Blebs, pressure driven protrusions of the cell membrane, facilitate the movement of eukaryotic cells such as the soil amoeba Dictyostelium discoideum, white blood cells and cancer cells. Blebs initiate when the cell membrane separates from the underlying cortex. A local rupture of the cortex, has been suggested as a mechanism by which blebs are initiated. However, much clarity is still needed about how cells inherently regulate rupture of the cortex in locations where blebs are expected to form. In this work, we examine the role of membrane energy and the motor protein myosin II (myosin) in facilitating the cell driven rupture of the cortex. We perform under-agarose chemotaxis experiments, using Dictyostelium discoideum cells, to visualize the dynamics of myosin and calculate changes in membrane energy in the blebbing region. To facilitate a rapid detection of blebs and analysis of the energy and myosin distribution at the cell front, we introduce an autonomous bleb detection algorithm that takes in discrete cell boundaries and returns the coordinate location of blebs with its shape characteristics. We are able to identify by microscopy naturally occurring gaps in the cortex prior to membrane detachment at sites of bleb nucleation. These gaps form at positions calculated to have high membrane energy, and are associated with areas of myosin enrichment. Myosin is also shown to accumulate in the cortex prior to bleb initiation and just before the complete disassembly of the cortex. Together our findings provide direct spatial and temporal evidence to support cortex rupture as an intrinsic bleb initiation mechanism and suggests that myosin clusters are associated with regions of high membrane energy where its contractile activity leads to a rupture of the cortex at points of maximal energy.

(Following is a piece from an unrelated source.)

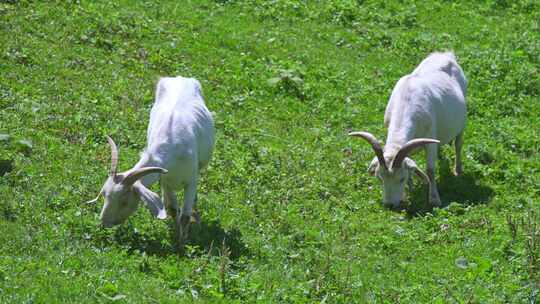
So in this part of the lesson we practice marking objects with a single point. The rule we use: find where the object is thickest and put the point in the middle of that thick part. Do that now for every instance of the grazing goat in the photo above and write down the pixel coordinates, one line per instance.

Aggregation competent Dictyostelium discoideum cells (Ax2 expressing LifeAct-GFP and Ax2 expressing myosin-GFP/Life-Act RFP) chomotaxing towards 4 micromolar CAMP under a block of agarose gel (0.7%) were imaged for 30 seconds using a spinning disk confocal microscope. Images were adjusted for brightness and contrast using Image J. See the Methods section our manuscript for more details.